Last thing: when I used to watch Dr. Phil, something he often said stood out in my mind and it relates to how we define success. Before I descended into the Black Hole, I thought the only way to feel I’d ‘made it’ was to have sold tons of books, to be featured here and there, or to have the words, “best-selling” after my name. The Black Hole experience caused me to confront the biggest demon of all, answering the one question I’d been trying to avoid: “What happens if I fail?” After all the work I’d put in over the years failure simply wasn’t an option.
The beauty is that facing that question is what led to making it out of the Black Hole. Once I was able to say, “So what if I fail?” the anxiety drained away and I was able to see and appreciate the things that were working. Like, there are certain online friends who just seem to know when I need a boost because that’s when I’ll get an encouraging email, or a Like on FB or a Share on Google or a surprise mention on some other social media platform. Or, I’d remember the people who told me how much they were moved by one of my stories. Last night, my aunt left me a FB message thanking me for pursuing my dreams. It’s not the first time someone has said that to me, which reminded me how privileged I am to do what I love to do. Last week, I posted an interview featuring local writer Su Sokol,and later that same week we met for coffee and talked for two hours about writing.
And last Friday, I visited my daughter’s class to talk about writing. It was fantastic! For the activity, they broke into groups and wrote a story based on writing prompts they came up with (I will be blogging about this soon). I’ve written it before and I’ll do it again: something magical happens when we take writing out of cyberspace and into the real world. Try it and you’ll see what I mean.

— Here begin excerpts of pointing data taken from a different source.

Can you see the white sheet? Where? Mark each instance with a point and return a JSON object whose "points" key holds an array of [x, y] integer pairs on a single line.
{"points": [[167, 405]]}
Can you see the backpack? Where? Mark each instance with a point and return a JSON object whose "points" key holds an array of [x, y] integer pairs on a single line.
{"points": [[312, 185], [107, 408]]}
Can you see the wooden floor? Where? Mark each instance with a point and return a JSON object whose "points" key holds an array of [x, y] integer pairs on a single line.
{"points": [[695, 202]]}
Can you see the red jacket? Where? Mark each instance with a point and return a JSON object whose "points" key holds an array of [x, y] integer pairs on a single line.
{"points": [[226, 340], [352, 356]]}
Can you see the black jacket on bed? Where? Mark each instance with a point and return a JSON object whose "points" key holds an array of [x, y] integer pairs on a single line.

Success? We define it for ourselves, not the world. And if we keep looking ‘out there’ for it, we’ll miss the ways we are successful close to home, which, in most cases, are the most important. My daughter was proud that I came to her class. How do I know? Because she confirmed that I hadn’t embarrassed her. For anyone who has an 8 year old, you know how much that speaks!
Anyway, more on this line of thought to come as it has totally changed my outlook on what I write and why, as well as what I hope to achieve. But in the end, I just hope that anyone who is wandering through their own Black Hole will take heart and see that it’s not all bad. In fact, in can launch you to places you never could have gotten to otherwise.
How about you? Have you walked through a similar journey through the Black Hole? Share your story below!